Together, the findings indicate that bone mass is regulated by Lrp5 signaling in mature cells. “The importance of this observation is that it might not be necessary to find therapies that target uncommitted cells to become bone-forming cells,” continues Warman. “Instead, therapies that can mimic what the HBM mutations in LRP5 do in osteocytes can be just as effective at increasing bone mass and bone strength.”

Cui et al. found no effect of Lrp5 genotype on serotonin synthesis in the gut. Activation of Lrp5 HBM alleles, or inactivation of wild-type Lrp5, in serotonin-producing cells in the duodenum did not affect bone mass. In addition, bone mass did not seem to be affected by inhibition of tryptophan hydroxylase 1, the rate-limiting enzyme of peripheral serotonin synthesis, whether induced genetically or pharmacologically. The reasons for the discrepancy between the findings of this study and earlier work that led to the serotonin hypothesis are unknown, but could be related to differences in the mice studied or to other technical aspects of the research.

Although the data from Cui et al. does not support the model of Lrp5 expression in the gut having a major influence on bone mass, they do not exclude the possibility that Lrp5 could regulate bone mass indirectly through its function at other sites. Investigating this possibility, the researchers conducted further tests that showed that selectively activating Lrp5 HBM alleles in cells that form bone in the appendicular skeleton but not in cells that form the bone in axial skeleton led to increased bone mass in the limbs but not in the vertebrae.

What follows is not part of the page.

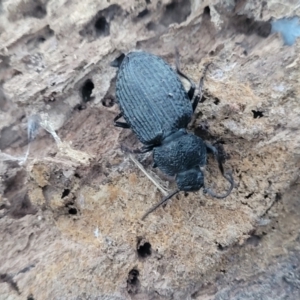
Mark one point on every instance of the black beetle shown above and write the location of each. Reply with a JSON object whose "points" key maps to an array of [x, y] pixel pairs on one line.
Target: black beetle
{"points": [[157, 108]]}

In summary, the data presented by Cui et al. indicate that Lrp5 functions to regulate bone mass in mice via Wnt signaling in osteocytes, thereby acting locally rather than via other sites.

The researchers are now keen to determine whether increasing the activity of LRP5 in older mice is as effective as it is in younger mice at increasing bone mass and strength. If this proves to be the case, LRP5-targeted interventions might be applicable to the treatment of age-related osteoporosis in humans.